The weather that we are familiar with shapes our understanding of different things, including the Torah. Until you’ve spent time in a place where rain is rare and cannot be taken for granted, it’s hard to appreciate just how powerful the water imagery used in the Torah truly is:
Give ear, O heavens, let me speak; Let the earth hear the words I utter! May my teaching come down as the rain, My speech distill as the dew, Like showers on young growth, Like droplets on the grass. [Deuteronomy 32:1-3]
This week’s Torah portion, Ha’azinu, is mainly a poem by Moses as he tries to give the Israelites yet one more lesson before he dies. He begins by asking the heavens and the earth to become part of the audience, as witnesses who will outlast the people present. Then in the doubling typical of biblical poetry, Moses evokes images of water as rain, dew, showers, and droplets. These images are of an essential life-giving element in the wilderness and even after the Israelites will enter the Land. By comparing his words to water, Moses is trying one more time to communicate the essential nature of what he is teaching. His hope is to fix these words in the minds of the Israelites, with a picture of the misfortune that will follow when they do not do as God has asked.
This is already an impactful passage, but what happens if we lift these words out of this context, so that it isn’t Moses’ words characterized as “essential as water,” but is referring instead to the word of God?
In the Midrash, a rabbinic exposition of the Torah, this biblical verse is seen as a proof text for comparing Torah, God’s words, to water; making the words of Torah an essential life-giving element. Just as we can’t live without water, which God provides, we can’t live without Torah, which God also provides.
In Sifrei Deuteronomy, a very early midrash on the book of Deuteronomy, we read:
“Like showers on young growth” (Deuteronomy. 32:2) as showers coming down upon blades of grass raise them up and make them grow, so words of Torah raise up those who study them and make them grow. “Like droplets on the grass” (ibid) as the droplets that come down upon grass refresh it and make it beautiful, so words of Torah refresh those who study them and make them beautiful.

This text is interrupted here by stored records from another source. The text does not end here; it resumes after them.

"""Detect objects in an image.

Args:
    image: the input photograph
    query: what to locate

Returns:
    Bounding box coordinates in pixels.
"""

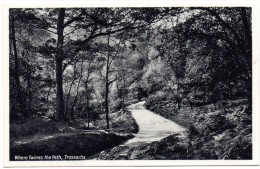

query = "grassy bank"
[10,107,138,160]
[145,99,252,159]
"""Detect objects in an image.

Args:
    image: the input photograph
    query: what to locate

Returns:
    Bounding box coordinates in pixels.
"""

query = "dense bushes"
[145,96,252,159]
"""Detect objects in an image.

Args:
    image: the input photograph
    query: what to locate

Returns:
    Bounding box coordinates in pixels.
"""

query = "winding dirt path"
[125,101,186,145]
[95,101,186,160]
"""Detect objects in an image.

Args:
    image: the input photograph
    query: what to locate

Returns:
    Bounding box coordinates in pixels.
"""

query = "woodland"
[9,7,252,160]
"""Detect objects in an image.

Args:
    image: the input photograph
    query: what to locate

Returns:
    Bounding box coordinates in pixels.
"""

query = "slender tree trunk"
[11,14,28,118]
[122,76,125,112]
[70,59,84,119]
[105,36,110,129]
[64,62,77,118]
[54,8,65,121]
[87,96,90,129]
[105,65,109,129]
[27,75,33,114]
[46,83,52,103]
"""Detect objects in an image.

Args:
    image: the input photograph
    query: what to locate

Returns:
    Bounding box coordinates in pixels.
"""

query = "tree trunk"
[11,14,28,119]
[122,76,125,112]
[54,8,65,121]
[70,59,84,119]
[87,96,90,129]
[64,62,77,118]
[46,83,52,103]
[105,78,109,129]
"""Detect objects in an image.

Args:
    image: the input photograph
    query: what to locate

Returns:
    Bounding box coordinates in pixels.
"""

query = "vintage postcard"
[2,0,260,167]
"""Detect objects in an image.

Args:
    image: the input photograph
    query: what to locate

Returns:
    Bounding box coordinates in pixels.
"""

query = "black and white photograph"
[4,0,259,166]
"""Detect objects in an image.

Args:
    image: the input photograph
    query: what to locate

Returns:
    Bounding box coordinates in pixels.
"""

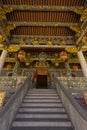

Here Torah is more than just a fundamental part of life. Torah doesn’t just help us to survive, Torah helps us to grow. In fact, Torah becomes the ultimate rejuvenation and beauty treatment and the effects of learning are visible to all those around us.
We find the image of rain again in the Haftarah for Shabbat Shuvah[i]:
I will heal their affliction, Generously will I take them back in love; For My anger has turned away from them. I will be to Israel like dew; He shall blossom like the lily, He shall strike root like a Lebanon tree. [Hosea 14:5-7]
This time, God is speaking through Hosea rather than Moses, but the use of the imagery of water is again clear. There is the sense of reconciliation. If Israel repents, then God will “take them back in love.” In the context of the renewed relationship, the nurturing waters of Torah will cause Israel to flourish, just as water encourages the blooming of flowers and the growth of trees.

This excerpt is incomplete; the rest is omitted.